Start by tracking your time management metrics to evaluate what you’re getting in exchange for your time. Here’s an example from the Reclaim dashboard of the metrics you can review.
If you find you’re spending less time on your priorities, you may need to review your commitments:
- Are you spending too much time in meetings?
- Are you getting time for deep work or solo work?
- Are you making enough time for breaks?
Make sure you’re getting the balance of collaboration, deep work, and free time you need to support your work.

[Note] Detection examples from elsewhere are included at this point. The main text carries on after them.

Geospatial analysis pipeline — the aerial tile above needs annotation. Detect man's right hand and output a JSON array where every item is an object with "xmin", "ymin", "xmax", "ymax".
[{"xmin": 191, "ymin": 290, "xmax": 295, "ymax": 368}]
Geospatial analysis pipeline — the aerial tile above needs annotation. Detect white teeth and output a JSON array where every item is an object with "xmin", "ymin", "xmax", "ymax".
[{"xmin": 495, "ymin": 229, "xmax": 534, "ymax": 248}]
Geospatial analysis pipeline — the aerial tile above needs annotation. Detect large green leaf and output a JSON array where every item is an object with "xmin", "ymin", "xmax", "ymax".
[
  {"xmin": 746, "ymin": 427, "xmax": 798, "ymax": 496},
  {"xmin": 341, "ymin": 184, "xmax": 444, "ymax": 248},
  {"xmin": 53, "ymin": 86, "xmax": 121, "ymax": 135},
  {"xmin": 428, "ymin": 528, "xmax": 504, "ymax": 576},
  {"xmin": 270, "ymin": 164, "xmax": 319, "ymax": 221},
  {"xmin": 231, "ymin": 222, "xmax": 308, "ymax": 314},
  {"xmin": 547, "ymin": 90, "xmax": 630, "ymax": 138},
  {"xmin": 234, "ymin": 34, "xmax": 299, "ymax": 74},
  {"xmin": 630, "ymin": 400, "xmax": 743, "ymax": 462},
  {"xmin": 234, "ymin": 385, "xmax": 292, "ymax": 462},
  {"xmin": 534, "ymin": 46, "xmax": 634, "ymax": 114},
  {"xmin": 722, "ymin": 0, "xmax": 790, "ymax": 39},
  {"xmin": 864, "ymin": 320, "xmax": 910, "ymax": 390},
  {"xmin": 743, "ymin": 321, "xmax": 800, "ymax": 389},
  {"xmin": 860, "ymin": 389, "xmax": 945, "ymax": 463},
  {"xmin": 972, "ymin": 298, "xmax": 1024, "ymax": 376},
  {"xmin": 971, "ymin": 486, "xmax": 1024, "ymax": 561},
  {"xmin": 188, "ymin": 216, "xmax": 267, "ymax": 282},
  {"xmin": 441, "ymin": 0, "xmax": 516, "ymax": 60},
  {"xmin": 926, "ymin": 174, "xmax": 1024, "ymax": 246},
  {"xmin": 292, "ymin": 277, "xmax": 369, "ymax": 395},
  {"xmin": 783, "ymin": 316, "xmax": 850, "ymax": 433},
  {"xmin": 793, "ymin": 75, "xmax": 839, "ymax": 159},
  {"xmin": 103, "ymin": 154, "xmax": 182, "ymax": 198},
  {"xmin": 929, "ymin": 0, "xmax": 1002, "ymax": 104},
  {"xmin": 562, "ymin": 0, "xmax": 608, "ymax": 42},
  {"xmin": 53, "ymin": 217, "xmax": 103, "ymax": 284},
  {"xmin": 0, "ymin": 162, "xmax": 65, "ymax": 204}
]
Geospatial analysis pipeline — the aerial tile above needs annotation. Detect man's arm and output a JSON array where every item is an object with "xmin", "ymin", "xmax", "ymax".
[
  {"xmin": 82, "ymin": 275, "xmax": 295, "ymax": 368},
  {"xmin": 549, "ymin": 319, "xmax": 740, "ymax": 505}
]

Also, set aside morning and evening routines. For example, use the morning to catch up on email and officially start your day. Use the evening to complete tasks.
Regular slots act as bookends to your day when working from home, bringing order and boundaries to remote work. Consider developing a shutdown ritual to mark the end of your workday, too.
In Germany, workers disconnect from work with Feierabend, the period after work has ended. Paula McLeod, founder of U.S.-based coaching company Success by Design, has been encouraging professionals to embrace the concept of Feierabend during the pandemic: “People need something to replace the shift that happens when they commute to and from the office.”
Take back control of your calendar — and your working life
At some point in your working life, you’ve started to feel the pain. The constant overwhelm that comes with lurching from one meeting to the next while falling further and further behind on your most important work. It’s the feeling that your calendar is in control of you instead of the other way around.
Getting your calendar to reflect your goals — and the routines and habits linked to those priorities — is the first step towards easing that pain.